Explicit Relations of Some Variants of Convoluted Multiple Zeta Values

TL;DR

This paper explores explicit formulas and relations for convoluted variants of multiple zeta values and their level two analogs, using iterated integrals and extending known identities to new functions and representations.

Contribution

It introduces explicit formulas for convoluted multiple zeta values and their analogs, extending integral identities and graphical representations to these variants.

Findings

Derived explicit relations for convoluted MZVs and their alternating versions.

Extended integral-series identities to parametric MPLs and MMVs.

Generalized graphical representations to multiple-labeled posets.

Abstract

Kaneko and Yamamoto introduced a convoluted variant of multiple zeta values (MVZs) around 2016. In this paper, we will first establish some explicit formulas involving these values and their alternating version by using iterated integrals, which enable us to derive some explicit relations of the multiple polylogarithm (MPL) functions.

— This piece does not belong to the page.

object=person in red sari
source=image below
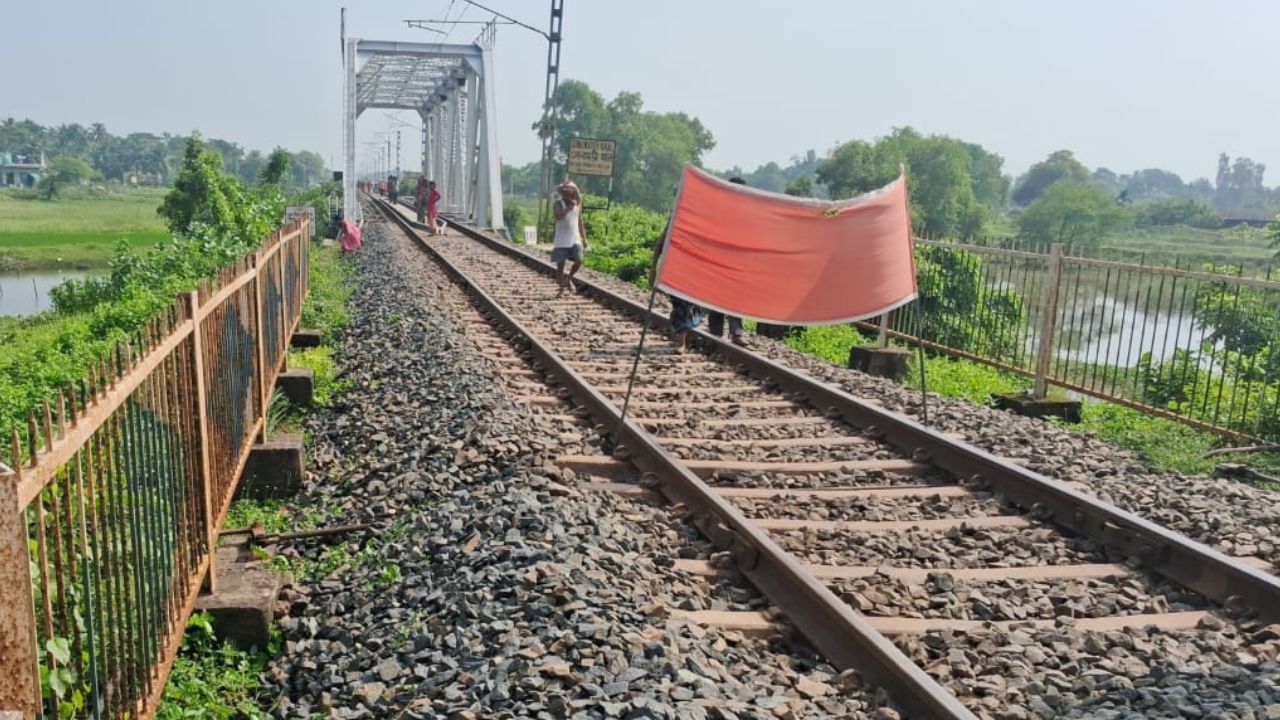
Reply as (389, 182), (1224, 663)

Next, we define convoluted multiple $t$-values and multiple mixed values (MMVs) as level two analogs of convoluted MZVs, and, similar to convoluted MZVs, use iterated integrals to find some relations of these level two analogs. We will then consider the parametric MPLs and the parametric multiple harmonic (star) sums, and extend the Kaneko-Yamamoto's "integral-series" identity of MZVs to MPLs and MMVs. Finally, we will study multiple integrals of MPLs and MMVs by generalizing Yamamoto's graphical representations to multiple-labeled posets.